Asset Protection During an Economic Downturn

by Ira M. Leff, Esq.

June 2, 2009

Last week I wrote about the increased risks of Elder Law planning during these difficult economic times. Don't lose sight of the fact that unique opportunities also exist because of the depressed real estate and investment markets.

I have a single, 75 year old client (A/R) in a nursing home in Fulton County following an aortic rupture. She owns a 50 acre tract in Illinois which in normal times would be worth $200,000. At the current time the property is worth $18,120 according to the County Tax Assessor. Because the property is not my client's homeplace, it is not exempt for purposes of the Medicaid $2,000 resource limit.

In order to convert the property from an included asset to an exempt resource, my client could list it for sale. However, if she gets an offer of at least 2/3 of current market value it ceases to be exempt.

Another approach, which capitalizes on the current low value of properties, is for my client to give the land to her daughter. When she does so, there will be a transfer penalty imposed. But, the length of the penalty will be based upon the value of the gift. Since the land is worth $18,120, the penalty will be 3.68 months ($18,120 / 4,916.55 = 3.68 months).

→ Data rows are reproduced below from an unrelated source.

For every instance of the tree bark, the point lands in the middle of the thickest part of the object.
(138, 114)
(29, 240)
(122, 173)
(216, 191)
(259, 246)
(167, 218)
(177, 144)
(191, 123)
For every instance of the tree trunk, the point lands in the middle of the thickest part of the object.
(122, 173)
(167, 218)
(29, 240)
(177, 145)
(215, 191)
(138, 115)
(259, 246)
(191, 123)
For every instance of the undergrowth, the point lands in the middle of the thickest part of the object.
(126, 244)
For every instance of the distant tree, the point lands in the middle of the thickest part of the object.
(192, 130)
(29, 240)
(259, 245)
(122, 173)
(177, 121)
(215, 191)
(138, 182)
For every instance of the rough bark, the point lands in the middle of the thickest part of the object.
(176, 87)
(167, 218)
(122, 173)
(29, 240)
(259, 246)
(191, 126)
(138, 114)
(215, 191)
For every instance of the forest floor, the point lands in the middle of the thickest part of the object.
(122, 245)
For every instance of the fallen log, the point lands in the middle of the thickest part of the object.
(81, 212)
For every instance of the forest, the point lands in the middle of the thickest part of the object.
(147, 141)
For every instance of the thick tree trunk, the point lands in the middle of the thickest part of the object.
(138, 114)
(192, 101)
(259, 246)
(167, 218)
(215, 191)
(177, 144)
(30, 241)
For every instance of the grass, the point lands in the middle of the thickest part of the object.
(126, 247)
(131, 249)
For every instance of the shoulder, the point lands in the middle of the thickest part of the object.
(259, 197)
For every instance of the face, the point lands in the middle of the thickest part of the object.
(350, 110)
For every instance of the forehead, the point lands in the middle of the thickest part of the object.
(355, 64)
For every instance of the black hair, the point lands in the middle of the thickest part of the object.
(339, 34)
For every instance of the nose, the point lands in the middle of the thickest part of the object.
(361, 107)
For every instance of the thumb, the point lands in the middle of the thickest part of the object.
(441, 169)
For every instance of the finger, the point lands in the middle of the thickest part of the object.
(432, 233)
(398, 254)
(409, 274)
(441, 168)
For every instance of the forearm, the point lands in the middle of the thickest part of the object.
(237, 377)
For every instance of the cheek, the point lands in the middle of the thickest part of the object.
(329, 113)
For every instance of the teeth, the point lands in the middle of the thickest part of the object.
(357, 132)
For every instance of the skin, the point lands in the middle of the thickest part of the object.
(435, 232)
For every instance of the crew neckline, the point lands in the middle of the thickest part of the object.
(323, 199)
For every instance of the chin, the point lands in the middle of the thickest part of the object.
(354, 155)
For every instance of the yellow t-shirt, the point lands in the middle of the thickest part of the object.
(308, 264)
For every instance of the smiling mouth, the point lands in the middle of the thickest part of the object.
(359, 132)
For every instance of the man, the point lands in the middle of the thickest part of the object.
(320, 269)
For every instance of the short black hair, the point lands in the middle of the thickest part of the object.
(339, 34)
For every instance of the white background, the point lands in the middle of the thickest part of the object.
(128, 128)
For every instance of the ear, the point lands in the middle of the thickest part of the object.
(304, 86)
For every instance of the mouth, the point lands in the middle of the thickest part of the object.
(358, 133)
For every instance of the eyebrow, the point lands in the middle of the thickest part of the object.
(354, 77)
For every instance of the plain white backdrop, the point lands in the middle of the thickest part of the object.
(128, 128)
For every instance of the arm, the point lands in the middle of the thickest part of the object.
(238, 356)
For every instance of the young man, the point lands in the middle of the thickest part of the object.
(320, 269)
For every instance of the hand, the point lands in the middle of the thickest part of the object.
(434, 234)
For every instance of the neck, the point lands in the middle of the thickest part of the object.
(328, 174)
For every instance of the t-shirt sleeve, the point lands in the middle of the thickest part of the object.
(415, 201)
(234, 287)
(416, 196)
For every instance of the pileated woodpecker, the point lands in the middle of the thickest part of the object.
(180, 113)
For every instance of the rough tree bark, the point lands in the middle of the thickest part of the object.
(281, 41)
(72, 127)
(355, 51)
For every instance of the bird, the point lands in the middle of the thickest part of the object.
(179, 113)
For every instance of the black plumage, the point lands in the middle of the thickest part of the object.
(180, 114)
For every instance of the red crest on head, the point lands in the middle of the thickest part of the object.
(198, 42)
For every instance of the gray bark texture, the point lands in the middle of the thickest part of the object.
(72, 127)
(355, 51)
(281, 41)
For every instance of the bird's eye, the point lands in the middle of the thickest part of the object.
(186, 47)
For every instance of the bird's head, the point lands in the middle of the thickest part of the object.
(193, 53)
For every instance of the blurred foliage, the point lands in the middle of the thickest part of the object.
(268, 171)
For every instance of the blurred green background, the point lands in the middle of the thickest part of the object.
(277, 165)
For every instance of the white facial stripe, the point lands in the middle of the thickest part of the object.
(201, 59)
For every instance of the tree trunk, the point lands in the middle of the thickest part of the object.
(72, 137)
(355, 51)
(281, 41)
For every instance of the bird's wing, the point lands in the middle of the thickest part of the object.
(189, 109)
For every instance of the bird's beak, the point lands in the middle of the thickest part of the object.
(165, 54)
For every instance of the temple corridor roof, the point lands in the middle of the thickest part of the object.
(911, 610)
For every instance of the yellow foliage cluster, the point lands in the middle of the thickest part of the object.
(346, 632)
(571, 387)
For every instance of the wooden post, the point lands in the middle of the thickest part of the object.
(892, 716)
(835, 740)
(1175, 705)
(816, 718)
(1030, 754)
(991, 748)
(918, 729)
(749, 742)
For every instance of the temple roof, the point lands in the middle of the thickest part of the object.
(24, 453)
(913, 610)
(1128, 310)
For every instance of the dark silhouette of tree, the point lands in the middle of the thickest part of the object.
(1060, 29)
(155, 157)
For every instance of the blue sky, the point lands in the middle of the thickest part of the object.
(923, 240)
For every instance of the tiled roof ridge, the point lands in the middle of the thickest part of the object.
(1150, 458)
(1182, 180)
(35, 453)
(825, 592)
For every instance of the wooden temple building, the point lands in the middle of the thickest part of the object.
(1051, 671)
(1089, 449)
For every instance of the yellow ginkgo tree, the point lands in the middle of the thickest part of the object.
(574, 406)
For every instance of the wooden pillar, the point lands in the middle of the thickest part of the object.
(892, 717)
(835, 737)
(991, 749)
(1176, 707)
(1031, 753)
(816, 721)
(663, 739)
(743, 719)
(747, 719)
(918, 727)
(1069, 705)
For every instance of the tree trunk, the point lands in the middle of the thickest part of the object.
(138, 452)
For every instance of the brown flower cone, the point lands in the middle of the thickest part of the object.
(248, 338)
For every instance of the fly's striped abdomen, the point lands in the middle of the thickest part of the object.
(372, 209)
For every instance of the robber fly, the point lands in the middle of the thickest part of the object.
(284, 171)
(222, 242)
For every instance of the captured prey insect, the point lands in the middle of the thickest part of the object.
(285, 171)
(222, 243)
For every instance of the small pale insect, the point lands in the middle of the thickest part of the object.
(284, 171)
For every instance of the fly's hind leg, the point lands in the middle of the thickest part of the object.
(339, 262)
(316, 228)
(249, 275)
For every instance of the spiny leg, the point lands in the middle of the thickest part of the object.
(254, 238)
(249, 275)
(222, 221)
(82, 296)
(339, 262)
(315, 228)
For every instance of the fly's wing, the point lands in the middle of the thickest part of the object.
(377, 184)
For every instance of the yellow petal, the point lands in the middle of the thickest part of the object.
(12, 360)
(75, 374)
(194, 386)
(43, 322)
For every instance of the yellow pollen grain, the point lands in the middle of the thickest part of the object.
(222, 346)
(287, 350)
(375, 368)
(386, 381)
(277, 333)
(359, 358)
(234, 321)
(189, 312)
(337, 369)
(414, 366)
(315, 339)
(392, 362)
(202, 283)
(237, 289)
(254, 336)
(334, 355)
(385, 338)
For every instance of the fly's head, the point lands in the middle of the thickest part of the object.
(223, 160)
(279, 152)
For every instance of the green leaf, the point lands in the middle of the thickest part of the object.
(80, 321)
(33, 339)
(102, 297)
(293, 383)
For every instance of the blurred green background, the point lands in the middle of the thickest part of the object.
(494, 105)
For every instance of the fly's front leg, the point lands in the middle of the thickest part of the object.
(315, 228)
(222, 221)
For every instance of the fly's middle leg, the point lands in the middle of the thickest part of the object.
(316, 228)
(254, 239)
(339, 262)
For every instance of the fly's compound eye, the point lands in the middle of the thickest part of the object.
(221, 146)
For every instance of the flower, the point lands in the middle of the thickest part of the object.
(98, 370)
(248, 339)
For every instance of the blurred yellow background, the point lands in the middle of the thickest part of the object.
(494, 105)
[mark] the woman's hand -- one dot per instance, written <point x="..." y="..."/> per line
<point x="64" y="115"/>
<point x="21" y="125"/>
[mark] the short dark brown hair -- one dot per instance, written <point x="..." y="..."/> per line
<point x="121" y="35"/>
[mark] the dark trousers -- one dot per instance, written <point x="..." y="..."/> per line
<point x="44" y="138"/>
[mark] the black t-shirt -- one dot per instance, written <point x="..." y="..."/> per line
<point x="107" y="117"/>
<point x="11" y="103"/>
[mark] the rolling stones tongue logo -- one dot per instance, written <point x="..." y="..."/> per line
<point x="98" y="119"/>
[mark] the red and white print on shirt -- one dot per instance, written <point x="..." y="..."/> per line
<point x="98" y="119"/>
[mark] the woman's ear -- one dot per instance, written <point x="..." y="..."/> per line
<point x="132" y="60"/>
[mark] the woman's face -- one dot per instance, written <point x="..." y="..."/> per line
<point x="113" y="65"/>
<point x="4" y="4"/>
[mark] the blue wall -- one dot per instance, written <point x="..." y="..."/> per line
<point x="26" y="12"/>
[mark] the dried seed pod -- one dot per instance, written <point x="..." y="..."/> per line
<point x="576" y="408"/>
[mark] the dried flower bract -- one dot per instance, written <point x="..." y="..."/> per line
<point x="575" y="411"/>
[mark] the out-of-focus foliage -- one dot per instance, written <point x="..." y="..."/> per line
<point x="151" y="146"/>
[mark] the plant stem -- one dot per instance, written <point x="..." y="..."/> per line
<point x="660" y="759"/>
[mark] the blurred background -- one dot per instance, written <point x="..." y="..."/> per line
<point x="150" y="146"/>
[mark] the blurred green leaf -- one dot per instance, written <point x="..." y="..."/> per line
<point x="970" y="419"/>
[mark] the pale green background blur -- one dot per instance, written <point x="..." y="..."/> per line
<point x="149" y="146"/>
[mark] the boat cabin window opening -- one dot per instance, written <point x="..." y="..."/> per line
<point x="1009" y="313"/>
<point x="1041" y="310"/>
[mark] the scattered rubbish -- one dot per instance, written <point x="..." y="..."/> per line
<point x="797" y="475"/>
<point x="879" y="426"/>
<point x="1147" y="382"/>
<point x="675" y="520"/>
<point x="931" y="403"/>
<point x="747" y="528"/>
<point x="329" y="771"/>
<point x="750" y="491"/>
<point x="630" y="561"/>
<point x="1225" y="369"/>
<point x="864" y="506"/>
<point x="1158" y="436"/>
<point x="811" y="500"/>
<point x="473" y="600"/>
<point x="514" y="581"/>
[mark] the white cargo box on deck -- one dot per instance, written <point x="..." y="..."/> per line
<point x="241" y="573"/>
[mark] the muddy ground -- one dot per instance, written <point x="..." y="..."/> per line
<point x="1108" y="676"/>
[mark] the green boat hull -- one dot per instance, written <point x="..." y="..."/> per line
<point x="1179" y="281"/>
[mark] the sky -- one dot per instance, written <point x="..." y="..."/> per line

The penalty starts to run the beginning of the month that A/R is otherwise eligible for Medicaid had she not made the gift. In this case, the property was transferred on May 26, 2009. A/R becomes eligible for Medicaid as of June 1, 2009, since transferring the property reduced her includible assets below the $2,000 resource limit. The penalty will run during June, July, August and part of September. Medicare and A/R's secondary insurance are likely to cover all of the nursing home costs until the end of July.

So, using this technique, my client is able to protect a $200,000 resource by spending about $9,000 on nursing home costs during August and September. During normal economic times, this would not have been possible. And, the land is not part of A/R's estate when she dies and Estate Recovery comes into play.